The chief weapon in Philips' arsenal is its Streamium range, which first appeared last year. Using networking (wired and wireless modes are supported) and specially designed software, these products enable you to stream audio and video content directly from your computer's hard disk. If you have a broadband connection, you can also access online content, such as movie trailers and radio stations from Philips' partner companies.
Last year's flagship Streamium product was a home cinema system called the MX6000i. While this generally worked well, it certainly didn't get our blood pumping. Its wireless streaming firmware was a touch shaky, in fact, leading to several stutters and skips during video playback.
Stream me up
So it was with no small degree of suspicion that we set up this 23in Streamium LCD television - a device that essentially runs on the same streaming platform. Our misgivings proved to be misplaced, though, as Philips has evidently updated its firmware. The new version looks exactly the same (and we still think it's unwieldy and sluggish to navigate), but we experienced not one single Wi-Fi mishap during video streaming. For this, Philips, we salute you.
The device is compatible with a commendably long list of digital media formats. Those who get their kicks by downloading television shows and movies (legally, of course) are well catered for, thanks to both DivX and XviD being covered, while music fans should be equally happy (unless they're iTunes users with a large library of AAC format tracks. This format isn't covered at the moment).
Philips' Media Manager software needs to be installed on any PCs you wish to use as servers for the TV (Macs aren't supported). It's reasonably painless to use, though, and nestles quietly in the Windows system tray when running. You simply assign the folders you want covered, Media Manager quickly scans them for the appropriate files and Bob's your uncle - you're up and ready to start streaming.
Video streaming, as we've said, works well, but streaming audio brings up the issue of quality. Specifically, do you really want to be listening to your favourite ditties through a pair of television speakers? If you happen to have a pair of fully functioning lugholes, the answer is probably no.

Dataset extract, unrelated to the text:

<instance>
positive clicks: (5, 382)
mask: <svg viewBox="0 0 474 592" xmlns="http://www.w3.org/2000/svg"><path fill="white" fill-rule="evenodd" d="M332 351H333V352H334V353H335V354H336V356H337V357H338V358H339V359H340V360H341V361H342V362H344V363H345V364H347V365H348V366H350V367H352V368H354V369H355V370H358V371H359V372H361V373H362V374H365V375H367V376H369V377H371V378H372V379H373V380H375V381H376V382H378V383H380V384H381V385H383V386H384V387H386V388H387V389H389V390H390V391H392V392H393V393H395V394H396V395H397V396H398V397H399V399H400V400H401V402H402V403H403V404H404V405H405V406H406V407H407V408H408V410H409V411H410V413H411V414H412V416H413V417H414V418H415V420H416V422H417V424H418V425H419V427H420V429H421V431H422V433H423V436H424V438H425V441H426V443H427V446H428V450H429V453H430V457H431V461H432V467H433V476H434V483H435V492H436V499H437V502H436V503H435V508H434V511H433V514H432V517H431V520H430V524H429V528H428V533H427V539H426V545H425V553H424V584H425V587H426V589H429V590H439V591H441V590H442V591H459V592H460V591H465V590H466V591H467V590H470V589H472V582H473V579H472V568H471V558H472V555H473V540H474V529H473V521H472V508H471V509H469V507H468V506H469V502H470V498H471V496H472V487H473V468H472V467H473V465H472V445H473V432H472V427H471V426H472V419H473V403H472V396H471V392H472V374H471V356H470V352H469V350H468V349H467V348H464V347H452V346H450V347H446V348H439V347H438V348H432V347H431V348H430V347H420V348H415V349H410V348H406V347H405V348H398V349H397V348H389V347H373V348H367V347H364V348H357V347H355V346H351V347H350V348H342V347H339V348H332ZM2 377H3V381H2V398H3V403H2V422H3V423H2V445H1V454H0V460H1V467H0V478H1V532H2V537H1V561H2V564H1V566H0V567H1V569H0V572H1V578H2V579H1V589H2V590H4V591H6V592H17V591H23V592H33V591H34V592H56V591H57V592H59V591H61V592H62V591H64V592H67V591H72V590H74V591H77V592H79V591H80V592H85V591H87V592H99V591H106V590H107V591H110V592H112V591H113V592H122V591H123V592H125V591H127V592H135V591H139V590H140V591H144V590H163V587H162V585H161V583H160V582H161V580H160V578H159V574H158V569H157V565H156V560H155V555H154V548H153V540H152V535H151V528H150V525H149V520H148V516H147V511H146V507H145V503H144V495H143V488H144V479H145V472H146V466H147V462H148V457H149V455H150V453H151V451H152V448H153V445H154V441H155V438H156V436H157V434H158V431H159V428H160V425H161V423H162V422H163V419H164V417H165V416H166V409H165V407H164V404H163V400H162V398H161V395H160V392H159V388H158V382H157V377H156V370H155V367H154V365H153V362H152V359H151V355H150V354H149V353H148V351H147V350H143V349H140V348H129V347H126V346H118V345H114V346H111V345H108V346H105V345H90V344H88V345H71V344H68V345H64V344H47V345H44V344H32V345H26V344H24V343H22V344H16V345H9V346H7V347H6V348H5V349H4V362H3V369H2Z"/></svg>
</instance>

We're not all black polo neck-wearing, beard-stroking audio purists here (only some of us), but we know when something doesn't sound as good as it could. Thankfully, there's an easy solution: connect the TV to an amp or hi-fi using its 3.5mm audio output. The results are far more satisfactory, and you should have more control over sound output.
Aside from its streaming capabilities, the 23iF9946 is also a fine example of a compact LCD TV. It has a nice high-resolution panel (but note that it isn't HDTV-compatible) and some useful connectivity in its Scart and VGA inputs. Hook up a DVD player or games console, or even a computer, and you'll get a very impressive picture in return. There's fine detail, low levels of motion blur and excellent black reproduction - all you could ask for in a 23in flat panel television.
Philips has included some useful features, too, including Virtual Dolby Surround to boost the sound field, and built-in deinterlacing to give a smoother, flicker-free picture. Heck, there's even an FM radio tuner.
None more white
The design is also worth a mention, with Philips apparently taking some cues from Apple's iPod. There's plenty of shiny white plastic on show, from the remote control (which also features a completely redundant peephole) to the television itself. It may not appeal to everyone, but we found it a refreshing change from the ranks of silver and black LCD TVs currently on sale.
While we're immensely impressed with the Streamium television, we're going to stop short of awarding it a full five stars. This isn't because it's pricey (which it is, but check online and you'll find it available for far less than the guide price listed here), but mainly because we still feel that the streaming aspect could use a little work. It's certainly much better than it was on the MX6000i, but it's not yet as easy to quickly access as we'd like.
That said, Philips has probably done as good a job as it could with this product. If you're in need of a small widescreen TV and have a lot of media content sitting on your PC hard disk, you really should give the 23iF9946 some consideration.